Timing_SVD = function(U,datapoints = ncol(test_data)){
  start_time = Sys.time()
  correct = 0
  wrong = 0
  for(i in 1:datapoints){
    RecognizedDigit = digit_SVD(as.matrix(test_data[,i]),U)
    if (test_label[i]==RecognizedDigit){
    correct = correct + 1
    }else{
      wrong = wrong + 1
    }
  }
  accuracy = correct / (correct + wrong)
  end_time = Sys.time()
  return(list(time = end_time - start_time, accuray = accuracy))
}

Timing_SVD(U_sampled)
## $time
## Time difference of 1.833941 mins
## 
## $accuray
## [1] 0.9597763
Timing_SVD(U_all)
## $time
## Time difference of 1.81714 mins
## 
## $accuray
## [1] 0.9597763

Part VI: Conclusion

Image recognition with SVD is slightly more accurate than least squares, as it has an accuracy of nearly \(96\)%. However, both methods seem to be reliable tools to complete this task accurately.

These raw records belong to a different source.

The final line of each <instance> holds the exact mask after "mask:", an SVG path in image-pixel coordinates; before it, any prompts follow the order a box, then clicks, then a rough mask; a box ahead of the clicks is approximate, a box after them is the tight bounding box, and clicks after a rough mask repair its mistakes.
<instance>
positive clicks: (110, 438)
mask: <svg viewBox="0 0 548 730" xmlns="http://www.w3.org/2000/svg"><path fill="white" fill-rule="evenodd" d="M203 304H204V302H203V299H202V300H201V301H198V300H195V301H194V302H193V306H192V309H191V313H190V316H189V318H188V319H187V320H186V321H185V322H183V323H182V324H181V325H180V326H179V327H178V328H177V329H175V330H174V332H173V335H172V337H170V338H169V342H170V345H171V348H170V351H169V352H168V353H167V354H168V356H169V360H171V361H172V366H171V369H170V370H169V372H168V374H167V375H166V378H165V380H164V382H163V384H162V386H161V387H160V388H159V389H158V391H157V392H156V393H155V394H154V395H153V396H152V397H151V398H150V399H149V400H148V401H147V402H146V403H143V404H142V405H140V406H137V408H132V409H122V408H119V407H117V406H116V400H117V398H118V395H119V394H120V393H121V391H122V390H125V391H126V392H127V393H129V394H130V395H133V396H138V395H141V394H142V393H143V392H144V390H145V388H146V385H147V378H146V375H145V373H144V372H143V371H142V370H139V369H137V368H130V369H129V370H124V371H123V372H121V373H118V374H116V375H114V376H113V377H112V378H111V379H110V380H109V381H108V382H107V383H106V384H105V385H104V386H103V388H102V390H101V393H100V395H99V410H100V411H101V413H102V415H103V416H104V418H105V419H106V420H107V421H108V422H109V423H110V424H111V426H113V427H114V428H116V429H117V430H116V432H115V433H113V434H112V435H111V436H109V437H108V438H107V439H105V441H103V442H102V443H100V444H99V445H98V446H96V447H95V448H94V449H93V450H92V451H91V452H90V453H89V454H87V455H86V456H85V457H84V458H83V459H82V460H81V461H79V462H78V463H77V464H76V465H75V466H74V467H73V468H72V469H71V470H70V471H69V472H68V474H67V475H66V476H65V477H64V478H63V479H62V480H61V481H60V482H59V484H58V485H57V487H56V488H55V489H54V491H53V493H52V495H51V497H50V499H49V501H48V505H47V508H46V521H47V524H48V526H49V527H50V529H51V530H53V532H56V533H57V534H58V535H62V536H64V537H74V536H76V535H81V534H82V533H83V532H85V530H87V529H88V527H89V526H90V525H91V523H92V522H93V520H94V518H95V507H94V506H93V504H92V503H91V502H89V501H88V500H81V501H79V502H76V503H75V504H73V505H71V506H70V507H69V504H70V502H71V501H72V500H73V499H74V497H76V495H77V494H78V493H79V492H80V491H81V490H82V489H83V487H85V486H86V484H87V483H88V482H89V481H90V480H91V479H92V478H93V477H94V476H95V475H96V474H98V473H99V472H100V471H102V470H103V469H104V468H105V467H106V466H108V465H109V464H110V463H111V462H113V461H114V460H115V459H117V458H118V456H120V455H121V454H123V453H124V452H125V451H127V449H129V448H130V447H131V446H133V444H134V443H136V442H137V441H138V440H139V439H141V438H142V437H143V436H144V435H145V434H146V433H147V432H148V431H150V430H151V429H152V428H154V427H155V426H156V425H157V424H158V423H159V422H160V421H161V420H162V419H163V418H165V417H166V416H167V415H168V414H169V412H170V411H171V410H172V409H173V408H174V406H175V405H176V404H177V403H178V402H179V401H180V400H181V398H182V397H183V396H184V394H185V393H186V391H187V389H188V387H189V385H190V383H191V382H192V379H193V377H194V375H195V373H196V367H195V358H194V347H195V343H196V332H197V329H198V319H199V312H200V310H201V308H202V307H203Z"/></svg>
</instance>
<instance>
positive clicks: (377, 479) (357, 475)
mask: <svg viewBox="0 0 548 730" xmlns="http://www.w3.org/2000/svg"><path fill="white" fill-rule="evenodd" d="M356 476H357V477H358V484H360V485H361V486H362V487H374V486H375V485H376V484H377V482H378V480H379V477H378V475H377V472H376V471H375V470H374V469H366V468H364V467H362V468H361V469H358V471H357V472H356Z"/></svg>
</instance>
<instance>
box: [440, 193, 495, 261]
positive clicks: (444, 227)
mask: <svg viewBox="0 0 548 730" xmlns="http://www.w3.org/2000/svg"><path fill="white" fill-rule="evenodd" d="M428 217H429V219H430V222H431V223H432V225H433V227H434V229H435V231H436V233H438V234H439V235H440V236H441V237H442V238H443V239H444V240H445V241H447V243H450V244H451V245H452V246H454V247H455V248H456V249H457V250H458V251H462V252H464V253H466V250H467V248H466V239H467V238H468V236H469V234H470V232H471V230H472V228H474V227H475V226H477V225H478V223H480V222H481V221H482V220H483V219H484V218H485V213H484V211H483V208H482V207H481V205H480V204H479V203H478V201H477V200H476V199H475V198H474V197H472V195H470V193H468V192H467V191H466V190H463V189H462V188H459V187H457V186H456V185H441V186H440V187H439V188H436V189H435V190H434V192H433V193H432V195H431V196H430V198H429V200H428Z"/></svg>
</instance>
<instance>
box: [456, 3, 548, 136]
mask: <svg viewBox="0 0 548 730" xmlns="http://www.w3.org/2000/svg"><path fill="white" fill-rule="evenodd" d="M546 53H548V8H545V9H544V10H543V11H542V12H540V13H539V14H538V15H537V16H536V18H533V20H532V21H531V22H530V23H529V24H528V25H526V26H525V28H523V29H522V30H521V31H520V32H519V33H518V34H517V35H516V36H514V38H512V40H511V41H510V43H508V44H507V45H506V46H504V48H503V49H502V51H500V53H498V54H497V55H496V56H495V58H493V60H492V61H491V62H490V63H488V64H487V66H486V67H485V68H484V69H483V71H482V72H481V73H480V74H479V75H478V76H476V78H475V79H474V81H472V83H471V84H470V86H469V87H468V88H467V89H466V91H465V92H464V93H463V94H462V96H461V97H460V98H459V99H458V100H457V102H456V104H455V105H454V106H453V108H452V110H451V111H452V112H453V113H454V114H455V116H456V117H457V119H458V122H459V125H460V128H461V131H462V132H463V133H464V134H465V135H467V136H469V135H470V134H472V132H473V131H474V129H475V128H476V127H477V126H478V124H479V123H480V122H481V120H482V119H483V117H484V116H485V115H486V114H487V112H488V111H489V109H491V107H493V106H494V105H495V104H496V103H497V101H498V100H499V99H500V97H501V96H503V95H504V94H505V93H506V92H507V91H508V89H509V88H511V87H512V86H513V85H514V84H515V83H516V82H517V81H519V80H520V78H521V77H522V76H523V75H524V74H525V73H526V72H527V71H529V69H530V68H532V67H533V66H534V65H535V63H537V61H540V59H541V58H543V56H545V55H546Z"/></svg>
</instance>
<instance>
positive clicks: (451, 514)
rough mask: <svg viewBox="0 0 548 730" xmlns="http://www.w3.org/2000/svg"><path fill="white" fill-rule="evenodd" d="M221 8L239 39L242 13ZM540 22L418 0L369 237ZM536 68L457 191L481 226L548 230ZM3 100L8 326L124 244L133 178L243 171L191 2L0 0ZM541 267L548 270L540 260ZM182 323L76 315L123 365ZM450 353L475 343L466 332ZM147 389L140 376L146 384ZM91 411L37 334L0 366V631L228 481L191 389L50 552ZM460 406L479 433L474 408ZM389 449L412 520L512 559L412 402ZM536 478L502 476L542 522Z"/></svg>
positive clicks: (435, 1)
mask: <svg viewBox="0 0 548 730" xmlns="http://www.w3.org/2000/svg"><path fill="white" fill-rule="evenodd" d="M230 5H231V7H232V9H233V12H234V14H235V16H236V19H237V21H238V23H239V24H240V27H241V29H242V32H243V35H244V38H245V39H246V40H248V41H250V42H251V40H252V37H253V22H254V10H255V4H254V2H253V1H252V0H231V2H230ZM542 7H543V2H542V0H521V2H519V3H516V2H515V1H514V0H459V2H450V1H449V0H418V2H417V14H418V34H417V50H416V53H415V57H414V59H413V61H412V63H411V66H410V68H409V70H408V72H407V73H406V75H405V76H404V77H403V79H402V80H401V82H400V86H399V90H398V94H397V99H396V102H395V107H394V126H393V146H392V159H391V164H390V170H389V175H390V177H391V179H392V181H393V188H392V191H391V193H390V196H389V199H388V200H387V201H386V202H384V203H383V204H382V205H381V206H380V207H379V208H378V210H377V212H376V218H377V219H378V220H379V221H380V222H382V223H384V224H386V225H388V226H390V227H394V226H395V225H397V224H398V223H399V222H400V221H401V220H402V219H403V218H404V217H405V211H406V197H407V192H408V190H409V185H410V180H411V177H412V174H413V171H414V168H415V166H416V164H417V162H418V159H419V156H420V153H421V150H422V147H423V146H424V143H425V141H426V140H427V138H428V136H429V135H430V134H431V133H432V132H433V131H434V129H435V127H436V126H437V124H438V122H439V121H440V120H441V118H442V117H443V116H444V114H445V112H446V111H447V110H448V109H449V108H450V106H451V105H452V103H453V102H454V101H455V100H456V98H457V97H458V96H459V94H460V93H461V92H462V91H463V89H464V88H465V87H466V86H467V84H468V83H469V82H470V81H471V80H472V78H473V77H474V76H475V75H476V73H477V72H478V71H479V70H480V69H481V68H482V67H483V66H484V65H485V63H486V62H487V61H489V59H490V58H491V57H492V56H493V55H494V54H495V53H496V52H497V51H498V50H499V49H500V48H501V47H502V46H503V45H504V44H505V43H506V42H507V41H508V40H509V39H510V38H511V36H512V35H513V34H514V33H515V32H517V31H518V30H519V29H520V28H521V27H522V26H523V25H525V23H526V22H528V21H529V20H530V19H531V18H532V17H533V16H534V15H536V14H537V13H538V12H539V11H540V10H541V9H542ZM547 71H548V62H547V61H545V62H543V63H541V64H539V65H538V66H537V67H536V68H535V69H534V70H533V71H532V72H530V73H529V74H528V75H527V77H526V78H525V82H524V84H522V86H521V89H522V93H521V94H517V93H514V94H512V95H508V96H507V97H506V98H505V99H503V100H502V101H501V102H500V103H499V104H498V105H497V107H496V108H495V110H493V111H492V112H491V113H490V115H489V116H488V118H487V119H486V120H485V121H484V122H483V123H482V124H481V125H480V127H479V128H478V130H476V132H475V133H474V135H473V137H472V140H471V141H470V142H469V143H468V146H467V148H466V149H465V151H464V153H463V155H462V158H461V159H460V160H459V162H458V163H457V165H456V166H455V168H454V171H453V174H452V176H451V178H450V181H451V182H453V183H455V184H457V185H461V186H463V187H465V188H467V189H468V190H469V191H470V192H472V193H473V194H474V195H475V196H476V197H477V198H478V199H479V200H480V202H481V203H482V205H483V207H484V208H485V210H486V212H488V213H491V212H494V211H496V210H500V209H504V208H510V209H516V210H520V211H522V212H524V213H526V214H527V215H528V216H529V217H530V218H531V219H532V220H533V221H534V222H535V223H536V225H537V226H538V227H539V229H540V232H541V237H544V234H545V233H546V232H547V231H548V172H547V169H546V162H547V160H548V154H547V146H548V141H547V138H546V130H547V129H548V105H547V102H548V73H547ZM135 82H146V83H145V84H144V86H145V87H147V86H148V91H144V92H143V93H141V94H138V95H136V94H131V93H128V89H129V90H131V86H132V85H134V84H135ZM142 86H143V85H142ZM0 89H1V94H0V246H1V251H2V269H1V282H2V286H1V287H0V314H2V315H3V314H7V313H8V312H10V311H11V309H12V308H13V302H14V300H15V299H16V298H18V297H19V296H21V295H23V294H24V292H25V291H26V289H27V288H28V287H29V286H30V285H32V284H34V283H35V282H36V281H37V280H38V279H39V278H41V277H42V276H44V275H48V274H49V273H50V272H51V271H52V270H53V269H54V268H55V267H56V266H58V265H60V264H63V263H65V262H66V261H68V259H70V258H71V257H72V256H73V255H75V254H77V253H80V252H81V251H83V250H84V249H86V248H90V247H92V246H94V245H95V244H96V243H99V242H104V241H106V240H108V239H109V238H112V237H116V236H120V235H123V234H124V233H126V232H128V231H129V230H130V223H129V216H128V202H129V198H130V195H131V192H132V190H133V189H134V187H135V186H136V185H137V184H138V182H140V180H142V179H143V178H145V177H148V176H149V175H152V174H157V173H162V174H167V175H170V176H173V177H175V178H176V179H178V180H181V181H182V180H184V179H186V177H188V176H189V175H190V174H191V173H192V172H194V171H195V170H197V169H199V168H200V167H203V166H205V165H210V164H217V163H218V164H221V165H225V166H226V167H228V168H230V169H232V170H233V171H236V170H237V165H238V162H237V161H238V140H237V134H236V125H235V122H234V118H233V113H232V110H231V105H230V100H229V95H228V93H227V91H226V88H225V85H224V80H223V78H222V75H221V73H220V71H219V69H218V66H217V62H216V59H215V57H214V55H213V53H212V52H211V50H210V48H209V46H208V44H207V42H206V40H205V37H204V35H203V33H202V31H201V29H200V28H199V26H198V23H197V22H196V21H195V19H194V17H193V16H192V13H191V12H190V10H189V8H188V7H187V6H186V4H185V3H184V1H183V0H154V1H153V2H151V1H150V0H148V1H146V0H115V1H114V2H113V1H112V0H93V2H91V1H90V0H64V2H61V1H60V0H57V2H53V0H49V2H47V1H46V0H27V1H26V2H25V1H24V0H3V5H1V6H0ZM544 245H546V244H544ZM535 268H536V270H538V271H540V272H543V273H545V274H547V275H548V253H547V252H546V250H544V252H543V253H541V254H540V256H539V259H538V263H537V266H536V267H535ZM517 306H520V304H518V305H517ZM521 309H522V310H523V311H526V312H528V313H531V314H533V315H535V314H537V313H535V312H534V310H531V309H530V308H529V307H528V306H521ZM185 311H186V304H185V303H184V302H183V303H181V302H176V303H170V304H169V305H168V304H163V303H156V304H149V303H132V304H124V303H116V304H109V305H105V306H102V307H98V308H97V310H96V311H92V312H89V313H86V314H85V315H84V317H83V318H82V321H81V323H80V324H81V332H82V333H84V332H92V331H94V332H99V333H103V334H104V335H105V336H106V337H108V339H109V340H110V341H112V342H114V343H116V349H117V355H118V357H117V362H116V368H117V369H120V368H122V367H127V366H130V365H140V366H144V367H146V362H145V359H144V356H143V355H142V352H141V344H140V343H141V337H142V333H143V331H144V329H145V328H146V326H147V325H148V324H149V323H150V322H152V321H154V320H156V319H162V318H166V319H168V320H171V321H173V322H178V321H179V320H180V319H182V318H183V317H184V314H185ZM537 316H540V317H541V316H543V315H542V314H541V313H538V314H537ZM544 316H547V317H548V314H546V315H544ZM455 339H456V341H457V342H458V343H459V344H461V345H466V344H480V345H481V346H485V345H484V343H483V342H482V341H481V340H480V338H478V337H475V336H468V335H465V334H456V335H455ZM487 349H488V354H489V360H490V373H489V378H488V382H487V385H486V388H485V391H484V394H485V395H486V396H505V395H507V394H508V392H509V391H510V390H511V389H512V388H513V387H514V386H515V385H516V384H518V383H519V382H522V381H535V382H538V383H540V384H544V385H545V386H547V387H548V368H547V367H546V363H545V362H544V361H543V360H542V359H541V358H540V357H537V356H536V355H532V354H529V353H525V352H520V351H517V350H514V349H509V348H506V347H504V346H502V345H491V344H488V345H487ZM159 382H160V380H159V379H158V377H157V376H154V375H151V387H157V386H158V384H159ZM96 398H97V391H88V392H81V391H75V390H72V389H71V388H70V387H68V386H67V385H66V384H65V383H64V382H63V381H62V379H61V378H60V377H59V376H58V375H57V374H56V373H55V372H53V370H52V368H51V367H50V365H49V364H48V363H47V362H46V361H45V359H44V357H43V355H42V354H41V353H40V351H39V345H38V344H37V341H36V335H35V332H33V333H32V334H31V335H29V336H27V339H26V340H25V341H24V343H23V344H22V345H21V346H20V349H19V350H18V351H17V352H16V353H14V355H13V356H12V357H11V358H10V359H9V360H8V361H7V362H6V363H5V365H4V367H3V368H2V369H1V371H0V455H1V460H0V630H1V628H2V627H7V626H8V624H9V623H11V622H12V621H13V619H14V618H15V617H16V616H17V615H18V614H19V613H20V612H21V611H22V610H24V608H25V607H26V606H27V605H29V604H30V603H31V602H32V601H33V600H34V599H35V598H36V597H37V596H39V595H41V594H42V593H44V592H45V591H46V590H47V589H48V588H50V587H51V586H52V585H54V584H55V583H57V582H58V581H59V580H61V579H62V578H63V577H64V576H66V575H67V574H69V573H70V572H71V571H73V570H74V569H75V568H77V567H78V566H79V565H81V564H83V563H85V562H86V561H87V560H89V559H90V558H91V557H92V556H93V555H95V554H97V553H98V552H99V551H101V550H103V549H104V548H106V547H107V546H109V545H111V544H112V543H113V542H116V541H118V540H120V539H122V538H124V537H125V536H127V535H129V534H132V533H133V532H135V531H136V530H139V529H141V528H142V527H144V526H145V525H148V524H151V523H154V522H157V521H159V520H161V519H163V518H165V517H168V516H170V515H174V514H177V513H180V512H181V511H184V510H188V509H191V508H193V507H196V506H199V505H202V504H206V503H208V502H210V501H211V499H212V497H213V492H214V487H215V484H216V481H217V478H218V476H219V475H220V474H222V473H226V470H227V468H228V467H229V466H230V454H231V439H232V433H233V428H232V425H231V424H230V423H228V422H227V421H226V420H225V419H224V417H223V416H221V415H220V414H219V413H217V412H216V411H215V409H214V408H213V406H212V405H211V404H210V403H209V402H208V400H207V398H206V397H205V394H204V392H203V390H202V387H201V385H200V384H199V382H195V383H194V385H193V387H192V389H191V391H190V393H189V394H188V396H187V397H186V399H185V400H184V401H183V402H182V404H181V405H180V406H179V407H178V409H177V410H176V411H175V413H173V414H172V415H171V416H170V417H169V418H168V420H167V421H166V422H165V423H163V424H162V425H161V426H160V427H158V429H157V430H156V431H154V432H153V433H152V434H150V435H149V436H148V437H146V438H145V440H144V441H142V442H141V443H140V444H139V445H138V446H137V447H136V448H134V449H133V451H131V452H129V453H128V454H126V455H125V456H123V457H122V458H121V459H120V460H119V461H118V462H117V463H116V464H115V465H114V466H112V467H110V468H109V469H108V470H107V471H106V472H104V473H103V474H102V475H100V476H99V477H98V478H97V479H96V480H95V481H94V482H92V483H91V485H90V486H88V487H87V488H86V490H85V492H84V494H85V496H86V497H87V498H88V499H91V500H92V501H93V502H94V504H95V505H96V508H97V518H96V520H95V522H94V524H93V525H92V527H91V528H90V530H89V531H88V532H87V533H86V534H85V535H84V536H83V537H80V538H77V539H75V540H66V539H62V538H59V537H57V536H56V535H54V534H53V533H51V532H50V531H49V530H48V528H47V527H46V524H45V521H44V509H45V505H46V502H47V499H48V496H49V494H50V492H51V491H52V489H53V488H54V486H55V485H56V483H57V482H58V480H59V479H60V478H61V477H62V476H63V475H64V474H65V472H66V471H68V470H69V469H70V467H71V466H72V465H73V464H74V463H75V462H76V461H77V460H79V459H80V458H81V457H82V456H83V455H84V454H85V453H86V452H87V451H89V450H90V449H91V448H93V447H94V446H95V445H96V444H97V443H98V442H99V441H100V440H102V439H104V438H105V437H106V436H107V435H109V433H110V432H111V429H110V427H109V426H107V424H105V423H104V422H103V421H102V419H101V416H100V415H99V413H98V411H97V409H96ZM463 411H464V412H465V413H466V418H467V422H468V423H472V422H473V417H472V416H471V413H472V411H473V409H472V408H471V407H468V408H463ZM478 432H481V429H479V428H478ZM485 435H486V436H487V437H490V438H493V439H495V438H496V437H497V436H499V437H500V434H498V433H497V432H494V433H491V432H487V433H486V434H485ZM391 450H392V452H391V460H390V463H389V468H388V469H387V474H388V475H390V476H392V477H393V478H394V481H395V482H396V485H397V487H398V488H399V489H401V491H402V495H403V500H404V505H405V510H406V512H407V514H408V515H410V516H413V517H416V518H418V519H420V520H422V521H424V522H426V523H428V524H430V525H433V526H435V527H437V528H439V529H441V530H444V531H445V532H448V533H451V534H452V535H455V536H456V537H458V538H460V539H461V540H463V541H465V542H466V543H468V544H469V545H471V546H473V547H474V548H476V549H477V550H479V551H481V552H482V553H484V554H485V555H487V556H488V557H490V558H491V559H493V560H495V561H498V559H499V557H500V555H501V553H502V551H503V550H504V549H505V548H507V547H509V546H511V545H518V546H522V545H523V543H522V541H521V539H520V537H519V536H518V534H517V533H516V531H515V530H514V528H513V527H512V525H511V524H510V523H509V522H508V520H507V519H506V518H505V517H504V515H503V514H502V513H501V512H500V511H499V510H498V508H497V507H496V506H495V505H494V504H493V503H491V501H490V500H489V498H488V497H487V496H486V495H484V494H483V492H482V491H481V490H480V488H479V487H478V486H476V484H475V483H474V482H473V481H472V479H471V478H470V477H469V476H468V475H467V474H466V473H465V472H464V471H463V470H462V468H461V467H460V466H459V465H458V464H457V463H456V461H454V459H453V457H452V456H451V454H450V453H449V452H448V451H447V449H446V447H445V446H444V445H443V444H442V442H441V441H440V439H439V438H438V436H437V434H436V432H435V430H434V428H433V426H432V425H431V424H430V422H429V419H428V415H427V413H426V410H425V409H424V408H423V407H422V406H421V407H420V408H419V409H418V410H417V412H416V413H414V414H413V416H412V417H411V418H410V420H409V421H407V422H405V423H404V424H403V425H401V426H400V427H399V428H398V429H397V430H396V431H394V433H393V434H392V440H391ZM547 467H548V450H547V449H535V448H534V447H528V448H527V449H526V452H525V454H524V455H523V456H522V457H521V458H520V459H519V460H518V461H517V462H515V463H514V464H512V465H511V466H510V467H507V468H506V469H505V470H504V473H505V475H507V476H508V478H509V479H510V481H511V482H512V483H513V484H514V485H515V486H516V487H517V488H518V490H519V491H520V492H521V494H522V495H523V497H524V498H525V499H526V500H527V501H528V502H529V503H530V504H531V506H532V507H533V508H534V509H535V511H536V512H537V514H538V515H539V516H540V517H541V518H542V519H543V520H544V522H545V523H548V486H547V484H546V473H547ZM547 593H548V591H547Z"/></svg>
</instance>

There are a few notes to make about the run-time of this method. First, when comparing \(U_{all}\) to \(U_{sampled}\), there is no difference in accuracy and negligible difference in runtime. However, when comparing both of these methods to the least squares methods, there is a very noticeable difference in run-time. Thus, it seems that the SVD approach is better as it is slightly more accurate and much faster.